Se si parte dal documento più recente, il Piano nazionale di ripresa e resilienza, la parte dedicata alle semplificazioni rileva la vigenza di norme «estremamente articolate e complesse», «stratificate nel tempo in maniera poco coordinata e spesso conflittuale su diversi livelli amministrativi (nazionale, regionale e locale)». Andando a ritroso nel tempo, nel 2014, la Commissione parlamentare per la semplificazione parla di norme «sempre più dettagliate e tale dettaglio, molte volte eccessivo, tende a facilitare il contenzioso, (…) può essere potenziale terreno di coltura della corruzione». Nel documento del 2011 dal titolo “La buona scrittura delle leggi”, a cura del Comitato per la legislazione, la scarsa chiarezza del linguaggio normativo è imputata, innanzitutto, a «chi dovrebbe padroneggiare il linguaggio» - il legislatore – ma dimostra «scarsa conoscenza della propria lingua madre», con «errori sintattici», «forme verbali al singolare invece che al plurale, inesattezze lessicali» o «termini generici in luogo di quelli più appropriati». Il documento evidenzia, inoltre, «una eccessiva lunghezza dei singoli articoli, che spesso contengono un numero abnorme di commi» o «formule generiche di abrogazione che generano incertezza circa l’elenco completo delle norme da abrogare». Si stigmatizza, poi, l’uso di sigle «in modo improprio» («si dovrebbe sciogliere la sigla la prima volta che la si usa», ma «la regola è seguita in modo sporadico») e di «termini tipici del “burocratese” (…) del “sindacalese e politichese” (…), di linguaggi settoriali». Soprattutto, si rileva «l’oscurità del testo legislativo, a causa dei ripetuti e numerosi rinvii ad altre norme» - incluse quelle attuative, «da emanare successivamente» - «che rendono non ricostruibile per il normale cittadino, ma anche per l’addetto ai lavori, il “puzzle” normativo». È, poi, del 2001 una circolare del presidente della Camera (analoga a circolari del presidente del Senato e del presidente del Consiglio), che intende porre un argine alla cattiva formulazione di testi legislativi: dal divieto dei verbi servili a quello della doppia negazione o dell’uso di termini stranieri.

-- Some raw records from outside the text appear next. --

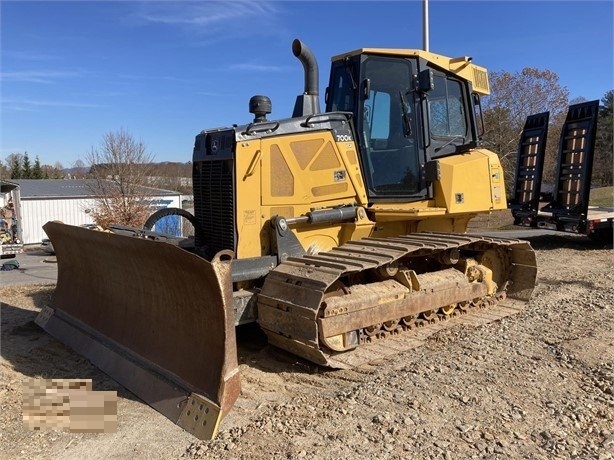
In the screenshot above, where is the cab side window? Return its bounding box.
[428,75,467,138]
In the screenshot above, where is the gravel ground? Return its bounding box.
[0,236,614,460]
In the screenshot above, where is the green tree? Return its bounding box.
[31,155,43,179]
[6,153,23,179]
[21,152,32,179]
[592,89,614,186]
[483,67,569,193]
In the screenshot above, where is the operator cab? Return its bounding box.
[326,49,486,202]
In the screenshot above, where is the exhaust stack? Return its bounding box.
[292,39,320,117]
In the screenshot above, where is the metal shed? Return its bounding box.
[12,179,181,244]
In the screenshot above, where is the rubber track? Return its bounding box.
[258,233,537,368]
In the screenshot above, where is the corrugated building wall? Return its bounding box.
[13,179,181,244]
[21,197,94,244]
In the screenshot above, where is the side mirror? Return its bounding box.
[471,93,486,139]
[362,78,371,100]
[418,69,435,93]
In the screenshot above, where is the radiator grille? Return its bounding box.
[193,159,235,257]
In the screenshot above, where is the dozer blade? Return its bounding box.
[36,222,240,439]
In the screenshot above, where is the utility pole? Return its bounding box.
[422,0,429,51]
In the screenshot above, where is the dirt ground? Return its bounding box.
[0,236,614,460]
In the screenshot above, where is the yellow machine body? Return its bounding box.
[37,40,537,439]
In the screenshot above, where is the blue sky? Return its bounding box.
[0,0,614,167]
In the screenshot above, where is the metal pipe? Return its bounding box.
[292,38,319,96]
[422,0,429,51]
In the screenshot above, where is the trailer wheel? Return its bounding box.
[143,208,202,237]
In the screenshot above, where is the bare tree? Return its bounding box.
[483,67,569,192]
[592,90,614,186]
[86,129,159,227]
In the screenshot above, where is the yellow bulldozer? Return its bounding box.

Dunque, il problema non è solo e tanto il linguaggio tecnico delle leggi: è che le leggi sono scritte male, dalla sintassi al lessico agli intrecci e affastellamenti regolatori.

I dubbi sulla proposta di legge

Rendere una legge intelligibile a chiunque dovrebbe significare, prima di tutto, redigere un testo di facile interpretazione e applicazione. Invece, la proposta di una “traduzione” delle norme sembra la presa d’atto che non le si possa scrivere chiaramente. Detto ciò, in un Paese ove le leggi sono in numero abnorme, l’idea di aggiungere a esse anche una nota illustrativa, moltiplicando gli atti da consultare, non pare una buona idea.

Innanzitutto, nonostante la valenza meramente informativa della relazione, la pubblicazione di quest’ultima sulla Gazzetta Ufficiale determinerebbe un affidamento dei cittadini. Ma se in un’aula di tribunale i magistrati dessero una lettura diversa da quella fornita nella relazione, come sarebbero giudicati i cittadini che si sono fidati?

Inoltre, la relazione esplicativa «potrebbe contenere «elenchi di domande ricorrenti con le relative risposte», si legge nella proposta: vengono in mente le Faq (Frequently Asked Question), elaborate in occasione di decreti e ordinanze dall’inizio della pandemia. Le Faq talora hanno interpretato disposizioni in maniera non conforme al testo, sì da far ipotizzare che la loro funzione fosse anche quella di correggerne il tiro, non solo di spiegarle. L’effetto è stato quello di maggiore confusione, oltre a rendere le Faq quasi una nuova e impropria fonte del diritto

Infine, la proposta non considera che la chiarezza dei testi normativi può non essere voluta. Ciò accade, ad esempio, quando una legge è frutto di un compromesso tra più parti politiche, e tale compromesso può esprimersi solo con disposizioni che si prestano a più letture. In questo caso, nessuna relazione illustrativa potrebbe spiegare ai cittadini come stanno davvero le cose.